Along food value chains, internet-connected sensors can monitor food quality and safety risks, while digital innovations in insurance, credit, and banking can increase access to risk-reducing services for all food system actors.

However, rural food production areas are underserved by digital infrastructure. Hundreds of millions of small farmers, especially in sub-Saharan Africa, do not have mobile network coverage or internet access, and more than 300 million cannot access digital climate advisory services. Women, in particular, have limited access to digital services.

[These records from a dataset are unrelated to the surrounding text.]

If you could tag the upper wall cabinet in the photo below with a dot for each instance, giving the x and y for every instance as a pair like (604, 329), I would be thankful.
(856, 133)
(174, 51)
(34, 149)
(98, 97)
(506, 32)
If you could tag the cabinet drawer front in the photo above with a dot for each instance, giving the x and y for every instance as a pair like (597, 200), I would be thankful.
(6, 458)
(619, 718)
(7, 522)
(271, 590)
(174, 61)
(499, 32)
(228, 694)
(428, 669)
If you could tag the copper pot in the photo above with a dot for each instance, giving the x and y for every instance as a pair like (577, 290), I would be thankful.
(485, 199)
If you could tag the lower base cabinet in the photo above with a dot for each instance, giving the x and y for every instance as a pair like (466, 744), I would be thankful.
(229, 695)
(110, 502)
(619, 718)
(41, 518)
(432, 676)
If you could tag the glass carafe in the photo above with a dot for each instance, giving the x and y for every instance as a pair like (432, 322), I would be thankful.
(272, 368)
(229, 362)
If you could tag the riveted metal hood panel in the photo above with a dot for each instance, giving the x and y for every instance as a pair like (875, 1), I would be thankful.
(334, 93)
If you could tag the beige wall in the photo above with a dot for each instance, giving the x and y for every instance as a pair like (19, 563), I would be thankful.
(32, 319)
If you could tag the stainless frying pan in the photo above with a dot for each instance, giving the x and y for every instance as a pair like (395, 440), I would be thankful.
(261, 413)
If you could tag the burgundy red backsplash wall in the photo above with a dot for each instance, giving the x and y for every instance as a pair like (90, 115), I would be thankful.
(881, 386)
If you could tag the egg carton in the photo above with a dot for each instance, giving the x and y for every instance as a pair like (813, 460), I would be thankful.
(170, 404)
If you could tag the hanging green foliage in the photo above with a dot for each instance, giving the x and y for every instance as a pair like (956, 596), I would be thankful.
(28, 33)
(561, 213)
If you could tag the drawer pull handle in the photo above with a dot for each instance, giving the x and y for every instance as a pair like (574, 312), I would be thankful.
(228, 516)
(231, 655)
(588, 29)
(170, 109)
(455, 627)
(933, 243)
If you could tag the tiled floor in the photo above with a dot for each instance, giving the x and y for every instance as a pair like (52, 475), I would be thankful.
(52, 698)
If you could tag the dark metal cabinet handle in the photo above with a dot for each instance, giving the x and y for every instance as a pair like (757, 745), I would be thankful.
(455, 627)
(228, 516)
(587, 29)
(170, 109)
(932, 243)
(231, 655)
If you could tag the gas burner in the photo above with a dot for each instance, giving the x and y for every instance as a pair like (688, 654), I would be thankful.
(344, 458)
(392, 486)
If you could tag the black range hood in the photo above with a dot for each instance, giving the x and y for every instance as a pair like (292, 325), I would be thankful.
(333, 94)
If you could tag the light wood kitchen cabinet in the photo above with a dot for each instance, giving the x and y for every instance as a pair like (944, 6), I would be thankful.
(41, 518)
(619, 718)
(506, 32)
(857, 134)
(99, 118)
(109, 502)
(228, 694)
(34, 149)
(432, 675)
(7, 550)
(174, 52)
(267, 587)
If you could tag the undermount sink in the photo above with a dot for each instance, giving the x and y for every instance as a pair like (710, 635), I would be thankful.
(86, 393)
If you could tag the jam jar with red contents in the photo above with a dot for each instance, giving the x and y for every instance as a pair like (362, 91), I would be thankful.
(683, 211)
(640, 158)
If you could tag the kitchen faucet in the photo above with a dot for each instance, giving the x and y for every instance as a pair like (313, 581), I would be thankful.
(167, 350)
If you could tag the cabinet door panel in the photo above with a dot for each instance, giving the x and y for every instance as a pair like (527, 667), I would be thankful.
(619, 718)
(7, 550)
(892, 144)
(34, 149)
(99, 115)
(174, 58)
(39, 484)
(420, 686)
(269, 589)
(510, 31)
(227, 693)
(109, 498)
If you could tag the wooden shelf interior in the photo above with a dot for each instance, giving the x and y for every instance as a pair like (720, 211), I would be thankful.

Critical steps to take now include:

  • Invest to bridge the digital divide. Both private and public investment are needed to address this gap. Given low returns on investments in connectivity in rural areas, policy incentives and public-private partnerships should promote private investments that benefit vulnerable populations and are inclusive of women;

  • Strengthen agrifood information systems. Digital technologies can provide cost-effective real-time monitoring for forecasting; and expansion of weather stations can provide localized weather data for farmers;

  • Cultivate digital capabilities to manage climate risks. Strategic investments in “soft” infrastructure — digital climate services, advisory services, actionable information for producers, private-public partnerships for data production, and equal access to financial services — can all boost capacity to identify, manage, and respond to climate risks.